I found this paper very dense and hard to understand.  It was hard to not get caught up in the math, which I found very hard to follow.  I'm curious how they came up with the points system for the reward model.  It's not explained, so the exact numbers feel arbitrary.  Presumably they tried a few different parameters and this worked the best.  I think it's interesting that ignoring the user is a lower penalty than performing the wrong action, and that asking to confirm the correct intention is also penalized.  I was also surprised that model-based strategies for dialogue management had not been tried before now.


This paper was in general rather dense. Although they did a fair job in trying to make it accessible there were still several concepts that weren't fully explained due to lack of space. I hope from the presentation I'll get a more fuller understanding.

How did they come up with the reward model used for the experiment?  Is it hand constructed, or is it learned from some data?

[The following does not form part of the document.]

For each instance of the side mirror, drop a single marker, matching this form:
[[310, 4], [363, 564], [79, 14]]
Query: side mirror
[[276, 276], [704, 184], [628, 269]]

2. For the data collection – did users know which questions/commands were in the robot’s domain? 

3. I didn’t fully understand the Wizard of Oz data collection.  The users interacted with a robot – were the robot’s utterances chosen by a human?

In the evaluation session, the author only compared and evaluated two alternative models of his approach and concluded that both models achieve higher returns as the number of turns increase. In Related work session, the author mentioned that there have been some earlier work on model­based reinforcement learning for dialogue management. I would like to see a comparison between his approach and those approach in related works.

How do transitive, reward and observation models work together with each other? In order to extend the framework to estimate the reward model in parallel to the state transitions, what work needs to be done?

I’m having a hard time understanding figure1. I know what each node represents, but what does each arrow mean?